Já é conhecida a evolução do instituto da desconsideração da personalidade jurídica no direito brasileiro. O dogma da separação patrimonial, estabelecido no art. 20 do Código Beviláqua, foi paulatinamente dando espaço à ideia de que, naquelas situações em que a pessoa jurídica fosse utilizada indevidamente, seria admissível que o Poder Judiciário afastasse “o manto corporativo” e atingisse os seus sócios.

A partir dos esforços teóricos de Rubens Requião, foi se consolidando a teoria da desconsideração, posteriormente positivada pelo Código de Defesa do Consumidor e por vários outros diplomas legais, tais como a Lei 8.884/1994, hoje já revogada, a Lei de Crimes Ambientais (Lei 9.605/1998), o Código Civil (Lei 10.406/2002), a Lei de Defesa da Concorrência (12.529/2011) e, mais recentemente, a Lei Anticorrupção (Lei 12.846/2013).

Se, por um lado, a teoria da desconsideração foi admitida muito rapidamente, é certo que essa admissão também trouxe consigo uma série de problemas, dos quais se destaca, especialmente, a sua aplicação indiscriminada.

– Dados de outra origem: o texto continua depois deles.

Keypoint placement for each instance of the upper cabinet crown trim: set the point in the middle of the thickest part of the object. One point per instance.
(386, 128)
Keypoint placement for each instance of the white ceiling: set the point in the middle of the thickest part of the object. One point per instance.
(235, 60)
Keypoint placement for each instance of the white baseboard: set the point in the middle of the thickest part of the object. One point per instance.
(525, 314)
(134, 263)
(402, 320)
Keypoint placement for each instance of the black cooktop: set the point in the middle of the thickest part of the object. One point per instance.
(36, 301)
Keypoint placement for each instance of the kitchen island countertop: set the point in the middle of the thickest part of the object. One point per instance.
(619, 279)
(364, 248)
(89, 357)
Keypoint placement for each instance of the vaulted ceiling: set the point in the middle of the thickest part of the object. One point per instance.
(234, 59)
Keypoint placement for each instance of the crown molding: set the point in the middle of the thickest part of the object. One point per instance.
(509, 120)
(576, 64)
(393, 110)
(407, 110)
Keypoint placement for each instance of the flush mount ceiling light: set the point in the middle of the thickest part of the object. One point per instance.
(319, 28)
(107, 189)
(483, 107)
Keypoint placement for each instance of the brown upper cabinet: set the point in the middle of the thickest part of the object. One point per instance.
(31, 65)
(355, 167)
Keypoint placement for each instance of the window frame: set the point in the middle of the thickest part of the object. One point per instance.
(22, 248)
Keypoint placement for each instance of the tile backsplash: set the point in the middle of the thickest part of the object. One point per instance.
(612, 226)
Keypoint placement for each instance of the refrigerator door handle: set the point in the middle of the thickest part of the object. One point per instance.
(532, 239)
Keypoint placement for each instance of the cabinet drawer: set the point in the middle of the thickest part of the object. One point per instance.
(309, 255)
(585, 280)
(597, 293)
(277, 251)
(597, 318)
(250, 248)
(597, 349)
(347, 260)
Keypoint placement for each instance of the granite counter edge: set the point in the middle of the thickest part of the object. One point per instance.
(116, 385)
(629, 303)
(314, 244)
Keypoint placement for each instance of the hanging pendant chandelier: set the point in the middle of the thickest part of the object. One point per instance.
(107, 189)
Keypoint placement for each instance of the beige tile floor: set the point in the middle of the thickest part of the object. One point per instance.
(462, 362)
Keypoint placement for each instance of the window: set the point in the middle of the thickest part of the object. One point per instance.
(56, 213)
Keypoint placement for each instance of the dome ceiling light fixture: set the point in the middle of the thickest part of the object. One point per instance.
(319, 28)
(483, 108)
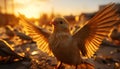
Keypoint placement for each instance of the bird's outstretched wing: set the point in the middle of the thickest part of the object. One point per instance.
(38, 34)
(90, 36)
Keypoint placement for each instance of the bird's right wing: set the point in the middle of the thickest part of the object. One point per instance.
(38, 34)
(90, 36)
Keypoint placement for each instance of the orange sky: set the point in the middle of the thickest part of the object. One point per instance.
(34, 8)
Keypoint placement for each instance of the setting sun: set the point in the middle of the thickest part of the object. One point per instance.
(32, 9)
(30, 12)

De fato, ao entender-se que a pessoa jurídica poderia ser desconsiderada e os seus sócios poderiam ser pessoalmente responsabilizados sempre que não houvesse patrimônio suficiente para pagar as dívidas da sociedade, independentemente da demonstração da fraude, do abuso ou de confusão patrimonial, aumentou-se exponencialmente a insegurança jurídica, notadamente no direito do trabalho e no direito do consumidor.

Em Busca de Segurança Jurídica

Os equívocos e exageros na aplicação da teoria da desconsideração exigiram uma resposta por parte do legislador, que tentou, por meio do Código de Processo Civil de 2015, da Reforma Trabalhista e da Lei de Liberdade Econômica, restringir o uso desordenado do instituto.

O Código de Processo Civil disciplinou o procedimento que deveria ser seguido para que, em juízo, se procedesse à desconsideração. Garantiu-se, assim, o exercício da ampla defesa e do contraditório, trazendo mais segurança jurídica.

A Reforma Trabalhista, também com o propósito de ampliar a segurança jurídica, determinou expressamente que a desconsideração no âmbito da Justiça do Trabalho deveria seguir o incidente previsto no diploma processual civil.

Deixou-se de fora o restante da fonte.